Les lèvres rayées
ÉPISODE 4 : La force de la mémoire.
Les lèvres rayées
Rouge. De la poussière et de la poudre de roche colorent l'entièreté de cet astre mystique à la peau de coquelicot, une teinte vive et délicate, visible dans le lointain néant du cosmos. Aux fragiles nuances de pourpres et de carmins se mêle une atmosphère qui dégage des effluves de cannelle, brouillant le champ de vision. Mais cela ne leur pose pas de problème. Les habitants de cette planète ont toujours vécu sous cette coupe chaleureuse et, en ce jour particulier, toutes les conditions sont réunies pour créer la vie.
Une trentaine d'individus, les membres d'une même famille, s'alignent les uns à côté des autres, face à leur soleil. Un panorama qui défilerait d'une bouche à l'autre mettrait en valeur leurs maquillages cérémonieux. Ces apaches d'une galaxie éloignée ont peinturé leurs lèvres d'un blanc qui paraît très crémeux, contrastant avec leurs peaux rougies, asséchées et craquelées. Ce blanc est parcouru par des marques de prestige, des traits d'un noir profond qui découpe leur bouche pour permettre d'identifier le rôle de chacun au sein du clan : une barre simple et horizontale pour la dernière génération, deux barres verticales pour les parents, une croix droite pour les grands-parents. Quant au chef de tribu, dernier membre de la quatrième et la plus ancienne génération, il porte une croix oblique noire, ombrée d'un rouge poudreux. Cette famille, les lèvres rayées, s’apprête à adopter un nouveau membre : le premier d'une toute nouvelle génération.

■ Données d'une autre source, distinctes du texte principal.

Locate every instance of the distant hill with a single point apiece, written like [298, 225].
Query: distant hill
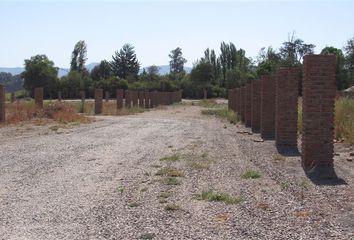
[163, 69]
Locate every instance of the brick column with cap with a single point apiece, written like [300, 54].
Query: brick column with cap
[319, 92]
[98, 100]
[286, 92]
[267, 107]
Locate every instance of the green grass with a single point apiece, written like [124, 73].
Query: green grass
[170, 172]
[218, 197]
[223, 113]
[206, 103]
[251, 174]
[172, 207]
[133, 205]
[171, 181]
[343, 119]
[172, 158]
[148, 236]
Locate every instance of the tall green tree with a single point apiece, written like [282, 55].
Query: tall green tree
[40, 72]
[341, 73]
[124, 63]
[101, 71]
[349, 60]
[177, 61]
[293, 51]
[78, 57]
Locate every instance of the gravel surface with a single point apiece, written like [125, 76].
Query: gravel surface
[99, 181]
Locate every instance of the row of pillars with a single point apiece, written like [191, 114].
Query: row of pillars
[142, 99]
[269, 105]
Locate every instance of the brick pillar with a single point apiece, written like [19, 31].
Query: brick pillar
[2, 103]
[82, 96]
[141, 99]
[237, 100]
[119, 98]
[98, 100]
[134, 95]
[128, 99]
[242, 103]
[38, 97]
[59, 96]
[106, 96]
[248, 105]
[319, 91]
[256, 106]
[267, 107]
[147, 99]
[13, 97]
[229, 98]
[286, 92]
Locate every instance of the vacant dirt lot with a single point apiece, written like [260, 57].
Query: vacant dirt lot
[104, 181]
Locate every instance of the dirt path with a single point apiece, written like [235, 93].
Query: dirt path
[99, 181]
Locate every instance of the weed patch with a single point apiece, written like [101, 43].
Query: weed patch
[218, 197]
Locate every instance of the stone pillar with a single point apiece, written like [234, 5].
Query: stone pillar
[2, 103]
[267, 107]
[256, 106]
[38, 97]
[134, 96]
[141, 99]
[229, 96]
[242, 103]
[13, 98]
[59, 96]
[119, 98]
[248, 105]
[98, 100]
[286, 92]
[82, 96]
[319, 91]
[147, 99]
[237, 100]
[106, 96]
[128, 99]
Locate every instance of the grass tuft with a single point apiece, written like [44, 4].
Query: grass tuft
[218, 197]
[251, 174]
[172, 158]
[224, 113]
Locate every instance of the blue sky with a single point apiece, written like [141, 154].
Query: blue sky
[156, 27]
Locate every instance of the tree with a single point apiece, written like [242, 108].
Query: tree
[40, 72]
[78, 57]
[349, 60]
[177, 61]
[341, 74]
[101, 71]
[293, 51]
[124, 63]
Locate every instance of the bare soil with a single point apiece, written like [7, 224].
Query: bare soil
[99, 181]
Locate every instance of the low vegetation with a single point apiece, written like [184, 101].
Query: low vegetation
[59, 112]
[212, 196]
[223, 113]
[251, 174]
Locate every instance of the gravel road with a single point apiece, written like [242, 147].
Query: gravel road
[99, 181]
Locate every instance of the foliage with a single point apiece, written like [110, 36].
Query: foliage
[212, 196]
[40, 72]
[124, 63]
[177, 61]
[78, 57]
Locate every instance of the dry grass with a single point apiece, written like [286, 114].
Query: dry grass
[26, 111]
[108, 109]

Ils bougent alors dans une cadence lente et appliquée pour former un cercle. Une fois en position, ils se mettent à genoux, tendent les bras devant eux et ferment les paupières. Depuis le ciel, nous pourrions voir alors ce mandala de bras et de mains frémir à l'unisson dans une grâce hypnotisante. Au centre du cercle, l'énergie commence à se condenser, les poussières, les graviers, puis les plus grosses pierres fusionnent, lévitent, fondent et évoluent dans un ballet majestueux, appesanti par la force de quatre générations. Alors cet amas de roche d'un rouge profond se liquéfie en un magma vivant, puis la lave se change en de l'hémoglobine. Petit à petit, le corps du futur membre se dessine.
Les corps dansent, penchant à droite puis à gauche, d'un bloc, tel un corail bercé par les flots. Puis ils poussent tous ensemble un gémissement puissant, faisant s'ouvrir les yeux du nouveau-né ; l'enfant sera marqué de deux barres noires et obliques sur ses lèvres pulpeuses et nul autre que le chef de tribu ne tracera ce symbole de bienvenue.
Depuis l'espace, en regardant cette planète trop exposée à la lumière, personne n'aurait misé sur une quelconque trace de vie.